VOL. 132 | NO. 247 | Thursday, December 14, 2017
Hopson Says Grade-Changing Investigation Expands to Other Schools
By Bill Dries
Outside auditors will review grade changing practices at seven high schools as Shelby County Schools broadens its investigation of transcript grade changes at Trezevant High School that showed “systematic academic improprieties” at the Frayser high school.
And the school system is looking at others who might have been involved in the Trezevant transcript changes starting with a compilation of rosters of school administrators from 2012 to 2016 at a high school that had a lot of turnover in its teacher and administrator ranks over those years.

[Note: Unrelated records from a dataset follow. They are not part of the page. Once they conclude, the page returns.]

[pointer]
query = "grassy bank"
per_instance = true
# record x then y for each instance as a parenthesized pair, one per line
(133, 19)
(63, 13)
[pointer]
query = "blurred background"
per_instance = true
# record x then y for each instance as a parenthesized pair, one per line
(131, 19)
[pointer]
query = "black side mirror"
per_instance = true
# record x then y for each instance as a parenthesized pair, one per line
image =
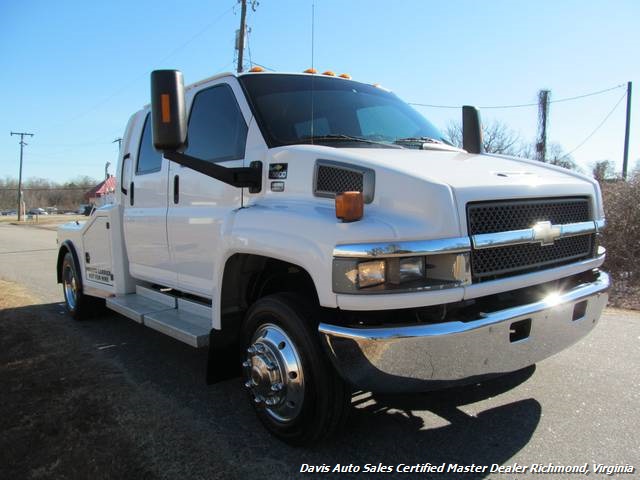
(471, 130)
(168, 110)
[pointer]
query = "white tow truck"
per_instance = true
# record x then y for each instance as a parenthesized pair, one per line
(317, 234)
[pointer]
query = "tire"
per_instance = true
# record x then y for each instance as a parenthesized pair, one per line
(77, 303)
(294, 389)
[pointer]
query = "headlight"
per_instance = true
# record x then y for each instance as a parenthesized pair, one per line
(400, 274)
(371, 273)
(407, 269)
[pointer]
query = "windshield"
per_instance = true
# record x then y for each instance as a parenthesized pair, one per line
(344, 112)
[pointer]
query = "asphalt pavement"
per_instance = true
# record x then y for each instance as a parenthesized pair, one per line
(580, 406)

SCS superintendent Dorsey Hopson said Wednesday, Dec. 13, the auditors working with the school system’s auditors will do a thorough review of grade changes at seven high schools where the accounting firm Dixon Hughes Goodman found a percentage of average annual fail-to-pass transcript grade changes above the district annual average of 53 percent by ratio.
“The investigation is far from over,” Hopson said. “What we have also found in this process – obviously the focus was on what happened at Trezevant. But then the broader issue is is there really pervasive, inappropriate grade changing going on throughout the district?”
The independent investigation headed by former U.S. Attorney Ed Stanton raised that possibility.
The investigators will also be able to talk to school staff who made the grade changes.
The schools are Kirby, Raleigh-Egypt, Bolton, Westwood, White Station, Power Center Academy High Schools and Memphis Virtual School.
Arlington High School also had a percentage higher than the 53 percent average as well but is not a part of Shelby County Schools.
“I just want to be clear that to the extent that they find that there were inappropriate grade changes either made by people or directed by people then those people are going to be fired,” Hopson said. “That’s as clear as I can be. But I also want to make sure too that people don’t rush to judgment. What I’ve found in the past few days is that there are some schools that … if you fail a grade, come to school on Saturday and make up the work then the principal will adjust the grade. And that’s perfectly legal. There’s a process for that.”
He also said the grade changes at the other schools appear at the outset to be different than the timing and nature of the grade changes at Trezevant.
“That was absolutely the most egregious thing,” Hopson said referring to Trezevant specifically. “I don’t want to just say because there were schools with abnormally high grade changes they did something wrong. But if they did, we are not going to tolerate it.”
Hopson also said he is “angry and frustrated” over the results and conclusions in the report released Dec. 5. He also said he remains baffled by what the motive could be for the grade changes at Trezevant since it wasn’t limited to student-athletes and while it boosted the school’s graduation rate, there is no financial incentive for teachers or administrators from a higher graduation rate. And he says Trezevant’s graduation rate remained poor even with the percentage increase.
“When you have these bad apples, most importantly they have a terrible impact of kids and student outcomes and they also contribute to an erosion of the public trust in the district,” he said.